In the er, process, the --debug
switch stopped printing all the commands
it runs. I may try to restore that later.
I've not tested everything, but the test suite passes, even when using the threaded runtime. MILESTONE
Looking forward to getting out of these weeds and back to useful work..
Hours later yet.... The assistant
branch in git now uses the threaded
runtime. It works beautifully, using proper threads to run file transfers
in.
That should fix the problem I was seeing on OSX yesterday. Too tired to test it now.
--
Amazingly, all the assistant's own dozen or so threads and thread synch variables etc all work great under the threaded runtime. I had assumed I'd see yet more concurrency problems there when switching to it, but it all looks good. (Or whatever problems there are are subtle ones?)

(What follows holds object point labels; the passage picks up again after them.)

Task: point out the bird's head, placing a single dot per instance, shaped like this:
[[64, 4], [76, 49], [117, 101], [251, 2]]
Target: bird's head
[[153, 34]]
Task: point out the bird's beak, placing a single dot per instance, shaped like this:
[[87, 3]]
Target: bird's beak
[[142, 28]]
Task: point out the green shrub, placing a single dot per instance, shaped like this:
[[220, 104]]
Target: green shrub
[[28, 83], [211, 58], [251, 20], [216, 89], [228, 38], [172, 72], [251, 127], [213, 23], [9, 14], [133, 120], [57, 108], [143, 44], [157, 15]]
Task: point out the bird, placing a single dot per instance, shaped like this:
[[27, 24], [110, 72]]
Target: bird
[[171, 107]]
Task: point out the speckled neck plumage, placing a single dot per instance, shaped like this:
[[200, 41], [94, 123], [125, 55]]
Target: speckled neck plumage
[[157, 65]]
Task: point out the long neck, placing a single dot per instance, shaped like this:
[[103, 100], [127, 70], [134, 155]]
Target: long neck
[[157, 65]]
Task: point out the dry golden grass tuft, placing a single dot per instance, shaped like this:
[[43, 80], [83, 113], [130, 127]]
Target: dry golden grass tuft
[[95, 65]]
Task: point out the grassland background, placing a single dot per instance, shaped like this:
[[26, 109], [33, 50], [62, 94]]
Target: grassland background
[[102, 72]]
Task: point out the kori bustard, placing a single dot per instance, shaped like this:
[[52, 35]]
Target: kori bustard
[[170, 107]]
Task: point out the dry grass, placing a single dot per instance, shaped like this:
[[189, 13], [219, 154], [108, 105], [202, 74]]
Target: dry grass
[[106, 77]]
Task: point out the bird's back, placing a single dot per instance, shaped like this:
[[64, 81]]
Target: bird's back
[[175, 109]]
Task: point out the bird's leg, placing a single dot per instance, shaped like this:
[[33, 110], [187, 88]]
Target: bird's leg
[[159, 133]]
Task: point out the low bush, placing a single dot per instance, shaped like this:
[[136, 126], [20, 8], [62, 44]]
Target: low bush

I'm very relieved. The threaded logjam is broken! I had been getting increasingly worried that not having the threaded runtime available would make it very difficult to make the assistant perform really well, and cause problems with the webapp, perhaps preventing me from using Yesod.
Now it looks like smooth sailing ahead. Still some hard problems, but it feels like with inotify and kqueue and the threaded runtime all dealt with, the really hard infrastructure-level problems are behind me.